Mi apre evidente che anche noi “normali” facciamo per benedetto sollazzo degli atti estremi nelle nostre liaisons, ma senza difficoltà a prender sonno la notte.
In conclusione: W LA NOSTRA NORMALITA’ !
Limitare la liberta di esprimersi fa parte del controllo delle masse. Insegnare moralmente che una donna sia sbagliata se abbia le stesse pulsioni maschili, che il sesso libero non vuol dire essere sbagliati, che fare ciò che ci fa sentire bene non è un crimine è insito in una cultura che cerca di reprimere quello che in fondo tutti noi vorremmo.
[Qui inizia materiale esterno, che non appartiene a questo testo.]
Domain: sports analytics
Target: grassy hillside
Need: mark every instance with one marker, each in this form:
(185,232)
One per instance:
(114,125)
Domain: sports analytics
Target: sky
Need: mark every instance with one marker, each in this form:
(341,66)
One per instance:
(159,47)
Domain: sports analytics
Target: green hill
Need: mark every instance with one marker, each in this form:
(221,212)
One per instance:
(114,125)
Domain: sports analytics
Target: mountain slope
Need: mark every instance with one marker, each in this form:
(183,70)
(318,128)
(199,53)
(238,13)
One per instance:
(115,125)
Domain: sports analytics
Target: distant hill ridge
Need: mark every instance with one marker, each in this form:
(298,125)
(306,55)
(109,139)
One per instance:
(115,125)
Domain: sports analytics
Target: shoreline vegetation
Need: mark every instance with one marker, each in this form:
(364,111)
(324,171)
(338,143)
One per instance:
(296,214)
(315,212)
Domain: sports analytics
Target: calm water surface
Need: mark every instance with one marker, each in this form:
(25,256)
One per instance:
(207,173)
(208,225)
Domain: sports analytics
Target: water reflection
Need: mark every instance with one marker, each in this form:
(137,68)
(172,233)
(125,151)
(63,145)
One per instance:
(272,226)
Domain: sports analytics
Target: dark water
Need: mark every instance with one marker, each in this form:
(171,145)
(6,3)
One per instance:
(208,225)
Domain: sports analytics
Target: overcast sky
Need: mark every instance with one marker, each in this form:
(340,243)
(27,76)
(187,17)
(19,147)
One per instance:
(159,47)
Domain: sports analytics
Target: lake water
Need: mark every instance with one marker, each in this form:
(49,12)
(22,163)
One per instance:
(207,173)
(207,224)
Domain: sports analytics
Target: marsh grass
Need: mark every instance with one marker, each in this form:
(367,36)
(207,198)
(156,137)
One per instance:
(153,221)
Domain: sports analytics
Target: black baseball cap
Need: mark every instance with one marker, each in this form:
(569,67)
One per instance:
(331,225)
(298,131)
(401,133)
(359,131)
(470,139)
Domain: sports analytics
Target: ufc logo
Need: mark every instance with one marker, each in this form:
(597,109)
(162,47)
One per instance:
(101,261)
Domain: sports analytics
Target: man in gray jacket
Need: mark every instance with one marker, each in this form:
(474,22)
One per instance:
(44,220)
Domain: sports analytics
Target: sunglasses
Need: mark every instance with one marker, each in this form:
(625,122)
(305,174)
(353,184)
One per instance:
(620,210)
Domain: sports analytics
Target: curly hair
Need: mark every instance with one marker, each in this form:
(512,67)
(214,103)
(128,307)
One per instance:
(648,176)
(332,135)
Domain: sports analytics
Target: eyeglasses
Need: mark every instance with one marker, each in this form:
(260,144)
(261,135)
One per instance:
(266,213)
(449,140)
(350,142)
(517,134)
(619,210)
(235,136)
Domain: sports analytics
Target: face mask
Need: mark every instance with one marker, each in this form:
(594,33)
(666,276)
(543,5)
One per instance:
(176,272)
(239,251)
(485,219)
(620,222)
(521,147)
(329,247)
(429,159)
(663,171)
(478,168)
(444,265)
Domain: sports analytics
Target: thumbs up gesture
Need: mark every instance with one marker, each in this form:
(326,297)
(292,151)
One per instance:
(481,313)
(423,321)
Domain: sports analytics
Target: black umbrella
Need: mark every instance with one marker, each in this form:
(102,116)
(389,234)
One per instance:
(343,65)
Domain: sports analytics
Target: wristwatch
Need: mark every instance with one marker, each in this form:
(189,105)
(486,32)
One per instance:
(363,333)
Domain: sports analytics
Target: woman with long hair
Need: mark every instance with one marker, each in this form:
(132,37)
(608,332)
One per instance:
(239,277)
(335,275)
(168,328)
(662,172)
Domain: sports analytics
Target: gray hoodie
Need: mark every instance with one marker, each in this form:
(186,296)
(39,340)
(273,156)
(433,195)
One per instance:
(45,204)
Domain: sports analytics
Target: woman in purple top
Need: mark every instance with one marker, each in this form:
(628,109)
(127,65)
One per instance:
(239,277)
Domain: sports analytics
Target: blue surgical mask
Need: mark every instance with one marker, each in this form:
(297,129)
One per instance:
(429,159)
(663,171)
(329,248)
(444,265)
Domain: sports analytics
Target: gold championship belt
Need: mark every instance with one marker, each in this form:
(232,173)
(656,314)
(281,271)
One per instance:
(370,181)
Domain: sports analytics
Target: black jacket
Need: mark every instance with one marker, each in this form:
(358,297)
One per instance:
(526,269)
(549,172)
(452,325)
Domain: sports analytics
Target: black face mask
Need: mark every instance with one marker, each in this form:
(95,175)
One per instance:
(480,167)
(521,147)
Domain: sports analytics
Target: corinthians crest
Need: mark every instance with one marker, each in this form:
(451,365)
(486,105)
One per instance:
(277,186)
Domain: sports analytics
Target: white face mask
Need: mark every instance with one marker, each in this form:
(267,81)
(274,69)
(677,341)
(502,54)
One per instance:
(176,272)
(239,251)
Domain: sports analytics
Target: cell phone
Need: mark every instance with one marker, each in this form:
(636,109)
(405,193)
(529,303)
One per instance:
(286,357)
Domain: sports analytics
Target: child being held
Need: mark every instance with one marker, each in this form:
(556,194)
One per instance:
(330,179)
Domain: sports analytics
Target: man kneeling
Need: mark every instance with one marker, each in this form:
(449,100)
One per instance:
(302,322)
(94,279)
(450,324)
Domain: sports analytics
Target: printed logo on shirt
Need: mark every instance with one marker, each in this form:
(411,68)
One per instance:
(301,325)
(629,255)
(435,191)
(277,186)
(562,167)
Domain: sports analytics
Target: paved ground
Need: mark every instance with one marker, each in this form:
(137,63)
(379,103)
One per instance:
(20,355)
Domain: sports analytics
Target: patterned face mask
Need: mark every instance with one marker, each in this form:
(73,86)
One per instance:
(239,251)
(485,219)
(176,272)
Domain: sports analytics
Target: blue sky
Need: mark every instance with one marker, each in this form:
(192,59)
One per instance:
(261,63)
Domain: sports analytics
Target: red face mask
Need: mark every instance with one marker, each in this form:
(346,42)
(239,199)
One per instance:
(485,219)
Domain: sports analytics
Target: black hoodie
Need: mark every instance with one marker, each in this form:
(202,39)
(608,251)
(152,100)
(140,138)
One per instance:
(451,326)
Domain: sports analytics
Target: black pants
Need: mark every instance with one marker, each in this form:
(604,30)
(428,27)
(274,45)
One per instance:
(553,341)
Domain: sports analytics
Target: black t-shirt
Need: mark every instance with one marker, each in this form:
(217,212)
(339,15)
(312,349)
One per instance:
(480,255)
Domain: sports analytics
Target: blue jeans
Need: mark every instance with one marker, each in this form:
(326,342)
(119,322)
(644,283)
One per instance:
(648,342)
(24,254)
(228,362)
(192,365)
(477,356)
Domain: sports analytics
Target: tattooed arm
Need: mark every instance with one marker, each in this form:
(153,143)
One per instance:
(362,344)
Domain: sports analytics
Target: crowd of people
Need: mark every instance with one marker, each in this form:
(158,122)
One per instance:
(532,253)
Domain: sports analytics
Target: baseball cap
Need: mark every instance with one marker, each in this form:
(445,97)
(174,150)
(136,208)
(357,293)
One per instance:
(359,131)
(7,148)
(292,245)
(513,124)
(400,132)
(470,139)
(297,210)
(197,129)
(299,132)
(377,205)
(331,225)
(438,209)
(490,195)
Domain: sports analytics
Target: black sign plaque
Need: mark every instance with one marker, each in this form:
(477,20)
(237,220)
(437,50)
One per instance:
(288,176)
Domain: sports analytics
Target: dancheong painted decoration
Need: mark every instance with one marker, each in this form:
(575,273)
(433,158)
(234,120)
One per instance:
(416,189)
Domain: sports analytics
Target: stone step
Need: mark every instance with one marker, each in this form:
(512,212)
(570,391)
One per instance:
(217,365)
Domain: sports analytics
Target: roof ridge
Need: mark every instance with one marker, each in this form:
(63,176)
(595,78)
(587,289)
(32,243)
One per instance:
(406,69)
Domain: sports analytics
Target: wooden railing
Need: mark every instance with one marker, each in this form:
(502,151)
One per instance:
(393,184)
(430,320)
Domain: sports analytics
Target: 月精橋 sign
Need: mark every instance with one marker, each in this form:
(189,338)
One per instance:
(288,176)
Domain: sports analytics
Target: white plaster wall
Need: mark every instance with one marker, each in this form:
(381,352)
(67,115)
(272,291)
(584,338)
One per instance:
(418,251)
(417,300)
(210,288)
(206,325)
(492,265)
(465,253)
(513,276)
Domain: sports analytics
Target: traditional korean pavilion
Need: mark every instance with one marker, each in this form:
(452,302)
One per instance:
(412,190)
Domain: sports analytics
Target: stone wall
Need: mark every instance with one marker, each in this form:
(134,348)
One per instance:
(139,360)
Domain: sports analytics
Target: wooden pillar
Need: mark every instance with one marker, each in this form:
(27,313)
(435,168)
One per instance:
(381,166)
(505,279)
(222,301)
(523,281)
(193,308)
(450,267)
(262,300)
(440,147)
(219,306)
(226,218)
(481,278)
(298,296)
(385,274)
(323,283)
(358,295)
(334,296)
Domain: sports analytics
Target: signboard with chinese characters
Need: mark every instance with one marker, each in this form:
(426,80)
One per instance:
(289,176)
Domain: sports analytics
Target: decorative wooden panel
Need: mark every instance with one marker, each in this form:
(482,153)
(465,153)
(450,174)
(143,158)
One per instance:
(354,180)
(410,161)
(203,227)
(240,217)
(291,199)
Le stesse persone che danno dei pazzi a chi vive il lifestyle, sono gli stessi che si guardano film porno di orge, con ragazzine, di gruppo, con violenza etc etc. Però poi fanno la morale su cosa sia giusto per gli altri 🙂
Concordo al massimo livello con il tuo ragionamento, Il Gran Capo, che – umilmente e di getto – mi viene da pensare a paesi come, la Svezia, la Danimarca, la Norvegia (da decenni nell’immaginario collettivo di coloro che si servivano, nascondendosi, della prima produzione pornografica anni ’60 e ’70), dove questa ipocrisia è meno imperante e il tenero di vita mi par superiore al nostro.